L’histoire ne dit pas si l’inventeur partagea les bénéfices avec notre sympathique guetteur, qui disparut  de la tour en 1907.
*( machine visible au musée de Soissons  offert à la ville de Soissons par
Mr Catrin  pâtissier-confiseur dernier possesseur de cette machine)



La légende du Haricot Jacquot de Soissons


Il existe à Soissons, une rue de la Paix, ainsi appelée parce qu'en 1728, la ville a acceuilli pendant plusieurs mois une conférence européenne qui devait décider de l'avenir de Gibraltar.
Parmi les diplomates qui se trouvaient réuni à Soissons, l'Espagne avait envoyé le marquis de Santa Cruz. 
Celui-ci avait pris en grande estime un jardinier de l'abbaye Saint-Léger, un certain Jacques, qui répondait au surnom de "Jacquot".
Les négociations traînant en longueur, le marquis de Santa Cruz fut rappelé par le roi d'Espagne. 
Mais avant de quitter Soissons, pour remercier Jacques le jardinier, l'Espagnol lui fit don d'un grand sac en cuir de Cordoue. 
Dans ce sac, Jacquot découvrit des haricots d'une taille énorme, beaucoup plus gros que ceux que l'on cultivait à l'époque dans le pays. 
Il s'empressa d'y goûter, les trouva fort bons et en planta l'année suivante.
Alors toute la ville et les environs se mirent à parler des haricots de Jacquot qui furent bientôt connus sous le nom de "gros Jacquots".
La paix de Soissons ne fut jamais signée, mais le haricot Jacquot de Soissons était né!

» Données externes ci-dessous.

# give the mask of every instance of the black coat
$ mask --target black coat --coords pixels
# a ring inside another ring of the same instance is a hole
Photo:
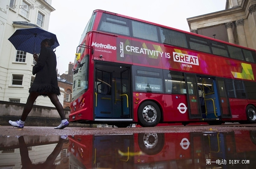
[[[47,93],[60,95],[58,86],[56,66],[56,55],[51,47],[42,47],[36,64],[32,73],[35,75],[29,92],[37,92],[40,95],[47,96]]]

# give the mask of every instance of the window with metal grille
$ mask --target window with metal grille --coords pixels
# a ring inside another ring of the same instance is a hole
[[[34,82],[34,80],[35,80],[35,77],[33,76],[31,76],[31,80],[30,80],[30,87],[33,84],[33,82]]]
[[[70,101],[70,94],[66,94],[66,101]]]
[[[15,61],[18,62],[25,62],[26,52],[24,51],[17,51]]]
[[[22,7],[20,11],[20,14],[24,17],[27,18],[29,17],[29,5],[24,1],[22,1]]]
[[[36,24],[41,27],[43,27],[43,24],[44,23],[44,15],[41,14],[40,12],[38,12],[38,19],[36,22]]]
[[[20,103],[20,99],[9,99],[9,101],[12,103]]]

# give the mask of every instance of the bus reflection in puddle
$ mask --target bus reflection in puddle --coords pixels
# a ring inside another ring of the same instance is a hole
[[[29,164],[38,169],[229,169],[256,164],[255,131],[1,139],[0,167],[10,168]]]

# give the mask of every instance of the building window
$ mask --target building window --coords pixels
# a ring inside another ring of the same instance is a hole
[[[70,101],[70,94],[66,94],[66,101]]]
[[[9,101],[12,103],[20,103],[20,99],[9,99]]]
[[[2,151],[2,153],[13,153],[14,150],[14,149],[3,150]]]
[[[10,1],[10,8],[14,8],[15,5],[15,0],[11,0]]]
[[[35,77],[33,76],[31,76],[31,80],[30,80],[30,87],[33,84],[33,82],[34,82],[34,80],[35,80]]]
[[[22,85],[23,74],[13,74],[12,84],[12,85]]]
[[[40,12],[38,12],[38,20],[36,24],[41,27],[43,27],[43,23],[44,22],[44,16],[41,14]]]
[[[26,18],[28,18],[29,5],[25,2],[22,1],[22,5],[21,6],[22,8],[21,9],[20,14]]]
[[[26,52],[24,51],[17,51],[15,61],[18,62],[25,62]]]

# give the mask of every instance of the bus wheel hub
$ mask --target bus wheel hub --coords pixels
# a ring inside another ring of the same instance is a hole
[[[252,120],[256,120],[256,112],[253,109],[250,109],[248,110],[249,117]]]
[[[145,121],[152,123],[157,118],[157,111],[154,107],[147,106],[143,109],[143,115]]]

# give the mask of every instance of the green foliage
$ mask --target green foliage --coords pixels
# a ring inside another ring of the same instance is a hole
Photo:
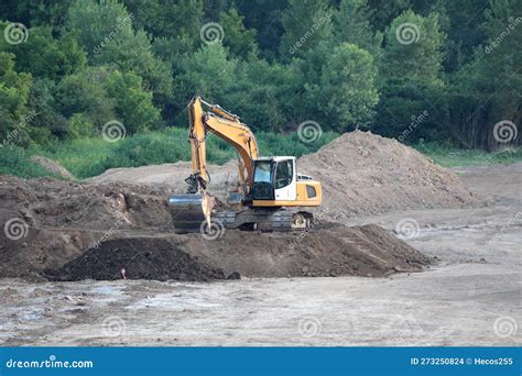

  Rue de la Buerie : La légende du haricot de Soissons


Rue de la Buerie, anciennement rue des Febves (fèves): là est l'origine de la légende du "haricot de Soissons".
Pendant la guerre de Cent Ans, une terrible épidémie de peste ravage la contrée.
LesSoissonnais survivants s'enfuient, emportant avec eux leurs récoltes. 
Mais, pendant la fuite, beaucoup ont perdu des graines de pois et de fèves. A leur retour, que ne trouvent-ils pas? 
Un champ couvert de fèves!
Grâce à l'humidité des berges du canal de la Crise, la récolte fut exceptionnelle 
et l'on nourrit sans peine toute la population. 
Ce haricot devenu célèbre est depuis lors dit "de Soissons".